Journal de Delacroix: éloge du Titien

Eugène Delacroix
On connaît le mot de Delacroix: «Si l'on vivait jusqu'à cent-vingt ans, on préférerait Titien à tout.» On sait combien l'exemple du Rubens inspira Delacroix, mais en vieillissant il semble mesurer mieux l'importance du peintre vénitien, apprécier dans son art, cette «largeur de faire qui tranche avec la sécheresse» des Florentins et qui, dit-il, est «la fin de la peinture».
Sur Titien. Éloge du Titien. — On fait l'éloge d'un contemporain dont la place n'est pas marquée encore. Ce sont souvent les moins dignes d'être loués qui sont l'objet des éloges. Mais l'éloge du Titien ! On me dira que je rappelle ce jurisconsulte dévôt qui avait fait le Mémoire en faveur de Dieu...

Il se passe de mes éloges... sa grande ombre...

Il semble effectivement que ces hommes du seizième siècle ont laissé peu de chose à faire: ils ont parcouru le chemin les premiers, etc., et semblent avoir touché la borne dans tous les genres; et pourtant dans chacun de ces genres on a vu des talents montrant quelque nouveauté. Ces talents, venus dans des époques de moins en moins favorables aux grandes tentatives, à la hardiesse, à la nouveauté, à la naïveté, ont rencontré des bonnes fortunes, si l'on veut, qui n'ont pas laissé de plaire à leur siècle moins favorisé, mais avide également de jouissances..

On peut le regarder comme le créateur du paysage. Il y a introduit cette largeur qu'il a mise dans le rendu des figures et des draperies.

On est confondu de la force, de la fécondité, de cette universalité de ces hommes du seizième siècle. Nos petits tableaux misérables faits pour nos misérables habitations, la disparition de ces Mécènes dont les palais étaient pendant une suite de générations l'asile des beaux ouvrages, qui étaient dans les familles comme des titres de noblesse: ces corporations de marchands commandaient des travaux qui effrayeraient les souverains de nos jours et des artistes de taille à accomplir toutes les tâches.

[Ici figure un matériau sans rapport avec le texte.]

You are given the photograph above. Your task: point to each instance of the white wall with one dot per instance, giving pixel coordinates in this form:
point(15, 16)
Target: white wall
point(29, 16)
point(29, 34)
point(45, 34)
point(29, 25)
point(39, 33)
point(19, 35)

Déjà moins de cent ans après, le Poussin ne fait que de petits tableaux.

Il faut renoncer à imaginer même ce que devaient être des Titien dans leur nouveauté et leur fraîcheur.

Nous voyons ces admirables ouvrages après trois cents ans de vernis, d'accidents, de réparations pires que leurs malheurs...


5 janvier. — On ne peut nier que dans le Raphaël l'élégance ne l'emporte sur le naturel et que cette élégance ne dégénère souvent en manière. Je sais bien qu'il y a le charme, le je ne sais quoi.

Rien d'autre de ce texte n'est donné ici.